America’s prison industry has grown because people are not confronted with it on a regular basis, Schlosser said.

“I think prisons have been able to grow like they have because they are placed in remote rural areas rather than right in the heart of places like Santa Barbara,” he said. “These places are out of sight, out of mind, and the people we are locking up are the poorest members of society. Mainstream America doesn’t have to deal with this. The cost of what we’re doing is a very ethnically stratified society with a permanent underclass that can’t vote, can’t work and is pretty pissed off about it.”

Prison building, Schlosser says, has been America’s primary construction project for the past two decades.

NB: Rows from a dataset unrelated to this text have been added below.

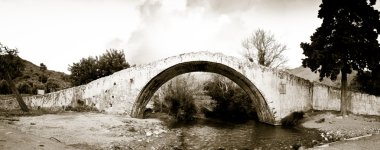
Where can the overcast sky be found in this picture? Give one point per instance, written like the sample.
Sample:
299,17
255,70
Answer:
60,32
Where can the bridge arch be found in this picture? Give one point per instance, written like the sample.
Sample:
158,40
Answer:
260,104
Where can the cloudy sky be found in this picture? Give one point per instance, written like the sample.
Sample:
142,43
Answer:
60,32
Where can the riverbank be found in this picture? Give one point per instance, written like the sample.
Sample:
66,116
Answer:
339,132
88,130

“You can really learn a lot about an era by its great public works projects,” Schlosser said. “For example, in the 1930s you had the construction of post offices and dams. In the 1950s we were building interstates. There was a whole optimism to these huge construction projects, but the symbolism behind the prison building boom of the last 20 years is very different. It is not at all optimistic or about building a beautiful tomorrow. It’s all about punishment and confinement and it’s crazy.”

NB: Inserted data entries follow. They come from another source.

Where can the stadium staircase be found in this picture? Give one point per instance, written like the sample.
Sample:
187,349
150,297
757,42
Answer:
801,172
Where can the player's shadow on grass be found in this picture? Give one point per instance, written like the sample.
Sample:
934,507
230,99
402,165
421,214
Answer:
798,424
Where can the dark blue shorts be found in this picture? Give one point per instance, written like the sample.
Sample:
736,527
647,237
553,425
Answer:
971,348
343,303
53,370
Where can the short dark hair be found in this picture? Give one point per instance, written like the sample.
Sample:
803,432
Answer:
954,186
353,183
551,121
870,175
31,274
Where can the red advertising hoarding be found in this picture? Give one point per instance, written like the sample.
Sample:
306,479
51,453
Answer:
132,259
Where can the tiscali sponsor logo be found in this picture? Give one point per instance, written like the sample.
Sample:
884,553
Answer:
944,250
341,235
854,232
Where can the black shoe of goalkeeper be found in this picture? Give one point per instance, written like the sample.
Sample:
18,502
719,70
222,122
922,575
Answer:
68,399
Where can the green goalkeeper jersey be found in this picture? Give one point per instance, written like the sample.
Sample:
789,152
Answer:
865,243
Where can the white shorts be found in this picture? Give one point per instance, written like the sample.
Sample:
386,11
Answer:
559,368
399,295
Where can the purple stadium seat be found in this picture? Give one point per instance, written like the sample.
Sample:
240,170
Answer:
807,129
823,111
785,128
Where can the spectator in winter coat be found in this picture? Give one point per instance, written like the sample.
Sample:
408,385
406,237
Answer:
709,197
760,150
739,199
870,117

Schlosser has had a history of incendiary reactions to his work. After the publication of his article “Why McDonald’s Fries Taste So Good” in The Atlantic Monthly in 2001 – a precursor to his best-selling book Fast Food Nation – Hindus destroyed McDonald’s restaurants and staged riots all across India, and vegetarians sued McDonald’s over the beef content of their french fries.

But Schlosser said his Wednesday night presentation is meant to inform rather than to preach.
“In my work or my speech, I’m not trying to tell people how to live at all,” he said. “I’m just trying to make them think about how they live and then let them draw their own conclusions. The goal of my kind of reporting is to open people’s eyes to what’s happening and then it’s up to them to deal with it [or] not deal with it. I don’t go into it trying to get people to disagree with me, just to ask them not to live in ignorance of what’s going on.”

Schlosser’s work has appeared in Rolling Stone, The Atlantic Monthly, The New Yorker, and U.S. News & World Report. Reefer Madness is his second book, and he is currently working on a third book on the American prison system for future publication.